Sponsor: Gen9, Inc. (formerly Codon Devices, Inc.)One Kendall Square
Cambridge, MA 02139
Advances in gene synthesis—building custom-made DNA fragments—are revolutionizing modern biotechnology with new tools for studying proteins, creating antibodies and more. This has been driven by technological innovations in the construction of large DNA fragments (greater than 300 base pairs).
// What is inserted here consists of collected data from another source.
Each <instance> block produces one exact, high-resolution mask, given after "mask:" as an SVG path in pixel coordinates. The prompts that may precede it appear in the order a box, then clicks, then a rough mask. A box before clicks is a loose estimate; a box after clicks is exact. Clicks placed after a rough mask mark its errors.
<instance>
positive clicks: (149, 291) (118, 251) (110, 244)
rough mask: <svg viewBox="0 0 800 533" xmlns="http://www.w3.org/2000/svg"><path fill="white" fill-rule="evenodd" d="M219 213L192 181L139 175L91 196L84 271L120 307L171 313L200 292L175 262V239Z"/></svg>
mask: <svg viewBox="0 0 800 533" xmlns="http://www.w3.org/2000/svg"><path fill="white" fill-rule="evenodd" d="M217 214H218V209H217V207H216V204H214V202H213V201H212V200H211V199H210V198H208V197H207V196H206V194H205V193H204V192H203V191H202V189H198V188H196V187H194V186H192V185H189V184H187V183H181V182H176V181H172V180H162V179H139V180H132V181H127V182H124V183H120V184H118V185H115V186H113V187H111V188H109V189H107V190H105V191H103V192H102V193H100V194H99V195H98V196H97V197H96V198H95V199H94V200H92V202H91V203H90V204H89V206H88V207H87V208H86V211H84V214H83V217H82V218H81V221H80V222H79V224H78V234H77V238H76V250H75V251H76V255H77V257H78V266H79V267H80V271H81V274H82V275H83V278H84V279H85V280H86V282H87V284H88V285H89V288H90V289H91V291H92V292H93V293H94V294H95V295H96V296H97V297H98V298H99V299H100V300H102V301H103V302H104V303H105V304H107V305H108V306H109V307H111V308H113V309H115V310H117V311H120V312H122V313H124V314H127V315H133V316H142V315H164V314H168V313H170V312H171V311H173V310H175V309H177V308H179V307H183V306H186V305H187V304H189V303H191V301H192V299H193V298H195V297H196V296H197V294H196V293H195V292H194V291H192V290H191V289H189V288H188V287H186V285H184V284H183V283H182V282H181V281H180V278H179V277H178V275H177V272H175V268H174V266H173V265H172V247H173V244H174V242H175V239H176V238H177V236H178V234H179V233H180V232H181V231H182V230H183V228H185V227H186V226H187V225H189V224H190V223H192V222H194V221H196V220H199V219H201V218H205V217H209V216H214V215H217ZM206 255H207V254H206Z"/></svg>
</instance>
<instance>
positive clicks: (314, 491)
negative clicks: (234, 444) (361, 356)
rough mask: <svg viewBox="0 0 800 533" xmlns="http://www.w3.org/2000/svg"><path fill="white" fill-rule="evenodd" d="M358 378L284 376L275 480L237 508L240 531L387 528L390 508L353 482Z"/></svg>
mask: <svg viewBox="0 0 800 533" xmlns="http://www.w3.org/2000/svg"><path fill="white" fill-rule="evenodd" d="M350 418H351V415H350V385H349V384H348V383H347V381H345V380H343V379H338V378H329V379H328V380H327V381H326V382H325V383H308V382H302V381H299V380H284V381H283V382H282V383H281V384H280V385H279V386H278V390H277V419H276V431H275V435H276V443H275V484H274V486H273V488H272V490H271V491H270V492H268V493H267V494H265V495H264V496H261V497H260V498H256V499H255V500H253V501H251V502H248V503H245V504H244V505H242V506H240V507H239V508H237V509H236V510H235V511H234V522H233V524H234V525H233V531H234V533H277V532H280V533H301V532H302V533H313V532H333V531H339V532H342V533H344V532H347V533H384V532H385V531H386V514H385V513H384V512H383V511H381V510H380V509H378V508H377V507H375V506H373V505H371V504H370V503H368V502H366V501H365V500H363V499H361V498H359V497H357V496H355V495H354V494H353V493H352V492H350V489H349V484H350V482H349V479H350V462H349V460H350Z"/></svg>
In the past four years, the cost to synthesize a large DNA fragment has dropped by a factor of nine, and the turnaround time reduced by two-thirds, largely as a result of automation and process improvements in the use of PCR (polymerase chain reaction) to assemble DNA. Unfortunately, not all gene sequences can be manufactured using a PCR-based assembly process. Several types of gene sequences are known to fail in PCR assembly, including those with regions of high repetition of sequences and those with many occurrences of certain amino acid combinations. In these cases, the sequences must be built using ligation, a process that is much more labor and resource intensive. Ligation typically costs six to 10 times as much as PCR assembly. Codon Devices has proposed developing an integrated microfluidics platform which could reduce the cost of ligation assemblies significantly. The microfluidics approach will address many of the limiting and cost-prohibitive elements of ligation assembly. The technology platform also would make gene synthesis available on researchers' benches as a stand-alone instrument for the first time. A microfluidic platform for ligation-based assembly of genes would greatly advance the state of the art in gene synthesis and help the United States retain its lead in biotechnology and biosafety.